きみが嫌いだった。すぐに物を投げるし自分の非を認めないし、わがまま。入れ替わってやりたい。それでも僕がどんなにきみを気にかけているか知らない。僕になって思い知ってみろよ。こんなにも離れられない自覚があって、溺れそうになるんだ。嫌いになった演技はそれを強めるだけだった。なんであんなやつお前が面倒見るの。みんなそう言うよ。それも聞いとけよ、僕と入れ替わったら。わかんねえんだよ。勝手に構っちゃうんだよ。僕の代わりに答えとけよ。教えてくれよ。

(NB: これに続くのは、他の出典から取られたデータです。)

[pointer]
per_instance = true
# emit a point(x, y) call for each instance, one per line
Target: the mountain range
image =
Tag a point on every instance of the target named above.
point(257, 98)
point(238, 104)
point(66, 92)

春夏秋冬。桜でいい、は、きみのせいいっぱいの譲歩だった。駆け引きはやめる。そんなことしてる時間はない。きみがするなら僕はしない。海水を溢れさすトランクケースを足で蹴って閉めたら、すぐに行く。果たしてきみはベランダに立って、僕の帰りを待ちわびていた。エレベーターを待てなくて階段を駆け上がる。トランクケースが角に当たってがこんがこん音を立てる。スニーカーを脱ぐのももどかしくて土足で部屋にあがる。駆け寄るなんてプライドが許さないきみに覆いかぶさる。むぐう、と呻き声が聞こえたけど幻聴だよね。僕の呼吸がうつってきみも激しくなって「いいよね」ってスウェットの下から手を入れたら熱いから嫌だと叩き落とされた。二人は黙って息を整えてどちらかはどちらかのためにまた泣いている。約束はしない。守らなくていいことなんかひとつもないから。腕の中で笑った、きみの声がする。何あのトランクケースは、って。知るか、そんなこと。嫌いになった。大嫌いだ。かぶせるように言い合って僕たちは永遠に入れ替わることのないお互いの体を自分の魂みたいに抱きしめた。